Oddly, this is the third film to directly reference "Alice In Wonderland" that I've seen in the last two weeks: "Underwater" and "Us" both had a bunch of this stuff - one had a stuffed rabbit and a bunch of dialogue lines about going down the "rabbit hole" and "Us" had real rabbits and an underworld situation, plus the doppelganger characters wore red outfits, and I guess "Red" was a take on the Queen of Hearts?  But really, the "Matrix" franchise has them all beat, one you factor in that Jefferson Airplane song, with those lyrics "One pill makes you larger, and one pill makes you small..."
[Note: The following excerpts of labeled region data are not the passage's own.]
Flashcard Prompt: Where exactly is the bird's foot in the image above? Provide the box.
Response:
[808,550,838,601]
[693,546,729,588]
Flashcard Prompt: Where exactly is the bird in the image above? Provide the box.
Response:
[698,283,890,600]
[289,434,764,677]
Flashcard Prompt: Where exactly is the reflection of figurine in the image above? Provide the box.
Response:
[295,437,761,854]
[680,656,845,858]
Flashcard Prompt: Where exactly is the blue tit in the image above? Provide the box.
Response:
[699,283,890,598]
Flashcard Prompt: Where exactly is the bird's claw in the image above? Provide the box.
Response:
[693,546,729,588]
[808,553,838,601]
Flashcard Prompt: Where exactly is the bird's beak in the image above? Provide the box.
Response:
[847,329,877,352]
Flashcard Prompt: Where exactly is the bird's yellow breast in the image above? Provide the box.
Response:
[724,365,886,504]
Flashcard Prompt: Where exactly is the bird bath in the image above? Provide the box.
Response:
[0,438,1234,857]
Also starring Keanu Reeves (last seen in "George Carlin's American Dream"), Carrie-Anne Moss (last seen in "The Chumscrubber"), Jonathan Groff (last seen in "The Normal Heart"), Jessica Henwick (last seen in "Love and Monsters"), Neil Patrick Harris (last seen in "Downsizing"), Jada Pinkett Smith (last seen in "Scream 2"), Priyanka Chopra Jonas (last seen in "Isn't It Romantic"), Christina Ricci (last seen in "Mermaids"), Lambert Wilson (last heard in "Ernest & Celestine"), Andrew Lewis Caldwell (last seen in "Tenacious D in the Pick of Destiny"), Toby Onwumere, Max Riemelt, Joshua Grothe (last seen in "Gunpowder Milkshake"), Brian J. Smith, Erendira Ibarra, Michael X. Sommers (last seen in "Playing It Cool"), L. Trey Wilson, Mumba Maina, Max Mauff (last seen in "The Reader"), Purab Kohli, Freema Agyeman, Sabrina Strehl, Andrew Rothney (last seen in "Mary Queen of Scots"), Cooper Rivers, Leo Sheng, Telma Hopkins, Chad Stahelski, Julian Grey (last seen in "Downhill"), Gaige Chat, Stephen Dunlevy (last seen in "Jungle Cruise"), Ellen Hollman (also last seen in "Love and Monsters"), Daniel Bernhardt (last seen in 'Term Life"), with a cameo from Tom Hardy (?) (last seen in "Stuart: A Life Backwards") and archive footage of Laurence Fishburne (last seen in "Running with the Devil"), Hugo Weaving (last seen in "Mortal Engines").